Yes the social media has helped immensely in the marketing area. The TripAdvisors of this world arrived with a mixed blessing when everyone could go live without understanding the contingent liability attached to this, and an un-American aversion for taking legal responsibility as the medium provider. The need to be accredited has diminished and AAA Tourism’s imprimatur has suffered due to its continuing emphasis on infrastructure rather than service as well. However one of the great advantages of the accreditation system, as with those of awards, is that it places an onus on the accommodation industry to measure, maintain, modernise and refurbish.

On the employment side, we took a decision right at the start that we would not grow the business to five suites as that would entail using outside staff. With a 24×7 business, the thought of having to adhere to stringent government regulations that now include the dreaded holiday and weekend payloading, mitigates against rebuilding the tourism industry from its dive during this last 14 years from 120,000 to 90,000 in Queensland.

Whilst I admire the present state government’s efforts and considerable support with marketing, with working closely with the industry, with promoting infrastructure assets such as park trails and access, much of this is dwarfed by the inability to provide the transportation infrastructure critical to build this up. In the many years I have been reporting on the Australian infrastructure scene (initially as a publisher), I just do not understand how we have got to a stage where nationally we need $600 billion to upgrade it. It can still take three hours to traverse 85km from our accommodation to the major Brisbane market on a holiday weekend and sometimes on a workday.

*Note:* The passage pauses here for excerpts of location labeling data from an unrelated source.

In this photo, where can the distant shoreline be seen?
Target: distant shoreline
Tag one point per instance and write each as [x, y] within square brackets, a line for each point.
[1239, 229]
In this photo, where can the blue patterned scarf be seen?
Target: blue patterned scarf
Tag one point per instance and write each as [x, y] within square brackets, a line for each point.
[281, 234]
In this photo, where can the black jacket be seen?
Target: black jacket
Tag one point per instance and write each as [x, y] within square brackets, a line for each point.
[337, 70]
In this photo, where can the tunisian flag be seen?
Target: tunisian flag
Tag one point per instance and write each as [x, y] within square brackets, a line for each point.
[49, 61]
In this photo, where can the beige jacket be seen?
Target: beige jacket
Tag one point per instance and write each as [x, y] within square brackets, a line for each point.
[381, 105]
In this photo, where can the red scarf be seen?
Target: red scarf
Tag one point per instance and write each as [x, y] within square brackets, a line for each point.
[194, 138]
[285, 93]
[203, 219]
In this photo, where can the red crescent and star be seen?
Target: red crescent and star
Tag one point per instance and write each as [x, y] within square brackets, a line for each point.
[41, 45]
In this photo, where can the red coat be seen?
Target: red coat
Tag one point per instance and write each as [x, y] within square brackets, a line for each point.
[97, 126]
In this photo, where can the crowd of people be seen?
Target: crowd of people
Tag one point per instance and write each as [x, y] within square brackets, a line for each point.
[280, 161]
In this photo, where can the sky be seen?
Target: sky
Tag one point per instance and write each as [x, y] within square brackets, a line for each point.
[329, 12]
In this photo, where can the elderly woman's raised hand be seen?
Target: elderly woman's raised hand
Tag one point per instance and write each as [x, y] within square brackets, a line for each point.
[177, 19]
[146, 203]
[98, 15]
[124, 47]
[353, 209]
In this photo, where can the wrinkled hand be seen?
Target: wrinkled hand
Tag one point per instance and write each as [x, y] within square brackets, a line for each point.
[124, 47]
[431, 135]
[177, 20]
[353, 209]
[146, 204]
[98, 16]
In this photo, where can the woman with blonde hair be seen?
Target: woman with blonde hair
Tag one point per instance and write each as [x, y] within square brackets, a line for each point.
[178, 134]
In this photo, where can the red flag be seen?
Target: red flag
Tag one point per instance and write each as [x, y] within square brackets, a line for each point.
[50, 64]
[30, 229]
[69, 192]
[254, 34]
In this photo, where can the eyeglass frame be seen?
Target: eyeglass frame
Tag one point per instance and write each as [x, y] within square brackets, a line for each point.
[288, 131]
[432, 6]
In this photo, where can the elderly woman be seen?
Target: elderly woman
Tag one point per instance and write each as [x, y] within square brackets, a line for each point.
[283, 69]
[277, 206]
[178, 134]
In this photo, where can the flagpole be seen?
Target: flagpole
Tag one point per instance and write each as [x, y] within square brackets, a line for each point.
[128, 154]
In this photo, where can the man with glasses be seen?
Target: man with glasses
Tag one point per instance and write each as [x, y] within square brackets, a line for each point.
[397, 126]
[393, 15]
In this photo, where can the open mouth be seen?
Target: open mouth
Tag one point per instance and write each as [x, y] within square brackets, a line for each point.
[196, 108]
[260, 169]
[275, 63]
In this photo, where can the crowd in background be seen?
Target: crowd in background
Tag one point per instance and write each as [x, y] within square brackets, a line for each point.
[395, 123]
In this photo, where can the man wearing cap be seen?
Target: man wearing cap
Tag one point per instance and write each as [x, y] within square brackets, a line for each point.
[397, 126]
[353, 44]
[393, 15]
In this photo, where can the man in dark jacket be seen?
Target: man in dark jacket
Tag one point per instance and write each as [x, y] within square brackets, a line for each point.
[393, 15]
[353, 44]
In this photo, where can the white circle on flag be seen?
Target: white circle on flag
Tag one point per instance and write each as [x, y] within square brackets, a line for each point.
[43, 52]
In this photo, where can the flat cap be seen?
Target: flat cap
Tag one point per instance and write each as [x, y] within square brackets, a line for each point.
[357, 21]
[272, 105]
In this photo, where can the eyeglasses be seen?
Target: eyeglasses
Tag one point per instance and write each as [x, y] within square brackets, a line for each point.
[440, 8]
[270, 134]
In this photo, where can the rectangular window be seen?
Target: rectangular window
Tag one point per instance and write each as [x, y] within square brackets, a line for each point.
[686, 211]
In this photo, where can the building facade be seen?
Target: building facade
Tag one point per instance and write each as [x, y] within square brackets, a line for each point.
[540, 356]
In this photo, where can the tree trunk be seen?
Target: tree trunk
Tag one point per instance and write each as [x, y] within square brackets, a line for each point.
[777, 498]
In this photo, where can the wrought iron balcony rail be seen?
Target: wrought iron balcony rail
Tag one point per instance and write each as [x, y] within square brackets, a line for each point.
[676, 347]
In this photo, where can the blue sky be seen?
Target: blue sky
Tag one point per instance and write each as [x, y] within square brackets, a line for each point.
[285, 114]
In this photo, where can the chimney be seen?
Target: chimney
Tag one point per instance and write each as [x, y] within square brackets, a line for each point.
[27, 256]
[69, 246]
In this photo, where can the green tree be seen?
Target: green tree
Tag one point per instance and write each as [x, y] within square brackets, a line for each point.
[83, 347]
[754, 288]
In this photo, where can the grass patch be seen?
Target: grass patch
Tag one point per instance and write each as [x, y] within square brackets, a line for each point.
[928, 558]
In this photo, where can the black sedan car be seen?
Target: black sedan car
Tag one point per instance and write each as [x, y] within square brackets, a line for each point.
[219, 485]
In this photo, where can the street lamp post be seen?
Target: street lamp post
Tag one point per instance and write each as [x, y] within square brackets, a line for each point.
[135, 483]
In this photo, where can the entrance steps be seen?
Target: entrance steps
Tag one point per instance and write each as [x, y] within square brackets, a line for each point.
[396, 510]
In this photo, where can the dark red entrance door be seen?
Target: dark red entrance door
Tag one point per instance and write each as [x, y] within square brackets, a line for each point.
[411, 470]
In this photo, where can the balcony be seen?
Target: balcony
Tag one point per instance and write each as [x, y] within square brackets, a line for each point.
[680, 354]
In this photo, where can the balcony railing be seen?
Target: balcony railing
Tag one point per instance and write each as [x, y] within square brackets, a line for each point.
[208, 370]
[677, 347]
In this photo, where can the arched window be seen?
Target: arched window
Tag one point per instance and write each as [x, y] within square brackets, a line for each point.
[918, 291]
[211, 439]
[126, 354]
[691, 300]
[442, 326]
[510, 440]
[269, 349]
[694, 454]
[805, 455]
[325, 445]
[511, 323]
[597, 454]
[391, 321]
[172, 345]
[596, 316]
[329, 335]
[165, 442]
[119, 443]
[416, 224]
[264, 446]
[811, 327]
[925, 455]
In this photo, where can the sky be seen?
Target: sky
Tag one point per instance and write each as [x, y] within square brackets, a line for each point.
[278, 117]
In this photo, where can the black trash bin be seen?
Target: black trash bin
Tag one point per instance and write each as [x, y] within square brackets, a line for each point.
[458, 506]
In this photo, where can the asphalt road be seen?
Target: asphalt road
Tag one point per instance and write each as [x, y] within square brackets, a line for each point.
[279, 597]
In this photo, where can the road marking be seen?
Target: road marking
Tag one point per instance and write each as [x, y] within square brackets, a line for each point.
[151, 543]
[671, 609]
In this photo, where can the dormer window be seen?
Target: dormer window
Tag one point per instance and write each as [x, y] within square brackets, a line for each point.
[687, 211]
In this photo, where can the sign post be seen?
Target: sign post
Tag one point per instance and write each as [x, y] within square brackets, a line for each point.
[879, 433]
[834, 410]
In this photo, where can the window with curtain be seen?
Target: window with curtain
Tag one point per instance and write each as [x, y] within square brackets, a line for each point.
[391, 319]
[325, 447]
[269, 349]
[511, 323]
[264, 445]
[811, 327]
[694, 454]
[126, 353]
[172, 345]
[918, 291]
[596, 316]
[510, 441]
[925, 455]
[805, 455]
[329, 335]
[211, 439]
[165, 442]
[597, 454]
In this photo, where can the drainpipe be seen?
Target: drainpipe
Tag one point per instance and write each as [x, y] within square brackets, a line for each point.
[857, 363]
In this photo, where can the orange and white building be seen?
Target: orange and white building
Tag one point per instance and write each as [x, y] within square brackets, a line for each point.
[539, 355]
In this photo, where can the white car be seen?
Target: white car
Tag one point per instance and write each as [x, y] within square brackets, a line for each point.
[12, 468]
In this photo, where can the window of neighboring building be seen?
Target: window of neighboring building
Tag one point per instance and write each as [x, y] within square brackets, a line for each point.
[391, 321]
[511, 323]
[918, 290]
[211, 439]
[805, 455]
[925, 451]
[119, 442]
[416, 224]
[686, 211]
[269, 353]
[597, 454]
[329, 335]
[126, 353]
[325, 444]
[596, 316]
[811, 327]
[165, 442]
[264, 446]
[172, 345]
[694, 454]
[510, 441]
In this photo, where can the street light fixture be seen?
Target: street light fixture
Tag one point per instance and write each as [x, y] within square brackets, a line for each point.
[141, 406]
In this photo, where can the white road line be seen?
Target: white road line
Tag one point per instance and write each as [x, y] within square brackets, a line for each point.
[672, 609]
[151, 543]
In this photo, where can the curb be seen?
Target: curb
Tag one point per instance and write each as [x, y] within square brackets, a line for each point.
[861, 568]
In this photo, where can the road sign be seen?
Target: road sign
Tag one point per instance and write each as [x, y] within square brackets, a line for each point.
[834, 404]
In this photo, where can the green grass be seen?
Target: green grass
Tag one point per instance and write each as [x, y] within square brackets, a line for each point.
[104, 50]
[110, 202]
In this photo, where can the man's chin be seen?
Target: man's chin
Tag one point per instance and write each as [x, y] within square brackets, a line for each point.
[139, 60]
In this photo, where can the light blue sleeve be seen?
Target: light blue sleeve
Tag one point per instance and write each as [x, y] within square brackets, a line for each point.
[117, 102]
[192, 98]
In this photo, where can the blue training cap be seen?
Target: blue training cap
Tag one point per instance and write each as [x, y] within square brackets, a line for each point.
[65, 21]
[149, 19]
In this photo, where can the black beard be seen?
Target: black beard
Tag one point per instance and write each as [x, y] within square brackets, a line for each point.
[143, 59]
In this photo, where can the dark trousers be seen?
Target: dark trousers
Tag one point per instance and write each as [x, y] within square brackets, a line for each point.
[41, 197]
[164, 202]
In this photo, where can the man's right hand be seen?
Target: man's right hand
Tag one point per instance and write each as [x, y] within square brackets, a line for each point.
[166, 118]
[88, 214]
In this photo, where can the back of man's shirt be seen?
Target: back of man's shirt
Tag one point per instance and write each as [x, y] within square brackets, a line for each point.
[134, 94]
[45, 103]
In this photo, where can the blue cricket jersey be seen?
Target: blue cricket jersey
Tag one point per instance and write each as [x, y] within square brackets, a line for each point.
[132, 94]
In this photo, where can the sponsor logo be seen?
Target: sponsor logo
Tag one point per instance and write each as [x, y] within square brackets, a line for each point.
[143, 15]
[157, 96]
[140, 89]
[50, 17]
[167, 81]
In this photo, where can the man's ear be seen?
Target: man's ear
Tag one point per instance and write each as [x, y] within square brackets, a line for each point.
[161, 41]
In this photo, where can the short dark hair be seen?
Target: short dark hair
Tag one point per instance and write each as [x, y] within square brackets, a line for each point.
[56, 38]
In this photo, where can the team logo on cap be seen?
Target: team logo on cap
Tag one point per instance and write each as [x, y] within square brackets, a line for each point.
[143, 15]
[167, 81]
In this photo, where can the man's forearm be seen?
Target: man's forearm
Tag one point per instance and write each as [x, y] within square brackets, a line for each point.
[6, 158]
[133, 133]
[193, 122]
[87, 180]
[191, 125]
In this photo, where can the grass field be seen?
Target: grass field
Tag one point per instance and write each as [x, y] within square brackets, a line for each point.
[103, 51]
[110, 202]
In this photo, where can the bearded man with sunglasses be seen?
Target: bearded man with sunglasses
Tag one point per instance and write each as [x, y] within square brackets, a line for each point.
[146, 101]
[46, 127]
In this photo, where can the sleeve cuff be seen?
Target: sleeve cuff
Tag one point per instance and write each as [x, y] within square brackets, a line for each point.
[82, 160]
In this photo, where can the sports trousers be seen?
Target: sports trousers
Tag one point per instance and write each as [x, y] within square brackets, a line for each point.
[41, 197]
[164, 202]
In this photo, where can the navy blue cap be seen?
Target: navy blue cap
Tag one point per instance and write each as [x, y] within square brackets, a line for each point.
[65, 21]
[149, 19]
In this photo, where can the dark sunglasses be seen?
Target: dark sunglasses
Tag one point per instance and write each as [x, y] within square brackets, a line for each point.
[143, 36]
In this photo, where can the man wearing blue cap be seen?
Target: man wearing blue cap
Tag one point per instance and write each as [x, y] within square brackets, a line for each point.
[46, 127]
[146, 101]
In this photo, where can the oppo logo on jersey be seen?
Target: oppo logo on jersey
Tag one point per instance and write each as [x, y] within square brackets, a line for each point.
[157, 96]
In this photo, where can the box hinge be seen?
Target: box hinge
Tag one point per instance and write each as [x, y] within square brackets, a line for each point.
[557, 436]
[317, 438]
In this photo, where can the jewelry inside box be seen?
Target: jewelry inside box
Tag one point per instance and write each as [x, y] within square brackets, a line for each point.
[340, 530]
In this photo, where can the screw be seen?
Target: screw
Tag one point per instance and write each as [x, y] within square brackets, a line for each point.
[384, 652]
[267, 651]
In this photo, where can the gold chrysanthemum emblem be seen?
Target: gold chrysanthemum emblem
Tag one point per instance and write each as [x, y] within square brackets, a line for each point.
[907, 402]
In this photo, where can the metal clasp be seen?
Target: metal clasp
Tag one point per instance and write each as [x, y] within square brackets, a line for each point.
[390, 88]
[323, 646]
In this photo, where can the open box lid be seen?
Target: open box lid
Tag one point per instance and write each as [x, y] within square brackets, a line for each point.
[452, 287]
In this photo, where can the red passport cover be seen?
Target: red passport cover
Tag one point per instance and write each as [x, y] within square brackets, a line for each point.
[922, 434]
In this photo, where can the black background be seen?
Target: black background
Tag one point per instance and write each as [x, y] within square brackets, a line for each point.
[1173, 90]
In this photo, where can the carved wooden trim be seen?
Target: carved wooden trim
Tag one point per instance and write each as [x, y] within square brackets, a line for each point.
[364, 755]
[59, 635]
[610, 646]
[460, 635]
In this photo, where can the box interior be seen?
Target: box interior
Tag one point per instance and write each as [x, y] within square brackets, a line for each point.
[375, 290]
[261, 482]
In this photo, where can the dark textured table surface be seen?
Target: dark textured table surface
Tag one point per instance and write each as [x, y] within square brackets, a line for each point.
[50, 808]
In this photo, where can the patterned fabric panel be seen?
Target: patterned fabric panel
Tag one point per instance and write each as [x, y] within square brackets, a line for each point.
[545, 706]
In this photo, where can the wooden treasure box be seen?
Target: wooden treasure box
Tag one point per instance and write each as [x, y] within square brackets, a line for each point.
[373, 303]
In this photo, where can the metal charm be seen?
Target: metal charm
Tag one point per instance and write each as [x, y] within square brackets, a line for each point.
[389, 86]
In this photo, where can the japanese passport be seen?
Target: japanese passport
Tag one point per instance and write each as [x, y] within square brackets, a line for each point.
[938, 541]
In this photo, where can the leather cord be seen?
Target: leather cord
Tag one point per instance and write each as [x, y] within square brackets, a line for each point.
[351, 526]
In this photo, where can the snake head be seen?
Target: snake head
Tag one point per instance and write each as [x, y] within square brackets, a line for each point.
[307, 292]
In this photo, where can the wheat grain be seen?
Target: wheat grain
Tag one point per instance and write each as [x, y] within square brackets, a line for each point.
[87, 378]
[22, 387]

However one of the greatest benefits I have seen in the 14 years here is that despite some horrendous politics, professional incompetence and much ego preening and bashing, we have an RTO that supports our small Hinterland Sunshine Coast with a professional permanent staffer and a structure that allows for us to work closely with them and with our state tourism body. It was not ever thus; tourism bureaucrats often appeared suspicious of newcomers to the tourism industry and vice versa. My own experience is that we have some highly professional operators in both camps and some that just should not be there – a microcosm of the political arena today.

What is a truism is that everything changes and nothing will change. The rivers of gold from Fairfax’s classifieds in the newspapers have dried up; the enormous telephone directories producing $52 million from the Sydney region annually alone in 1983 are long gone. Thank God I am out of all that business.
My news every morning is on my tablet, we and other accommodation providers can download the latest news from São Paulo for their breakfast tray, guests questions can be Googled here and in the local information centre.

There still will be weddings, events, time out, travel experiences and just plain overnight havens for sleep but how will the accommodation industry go forward?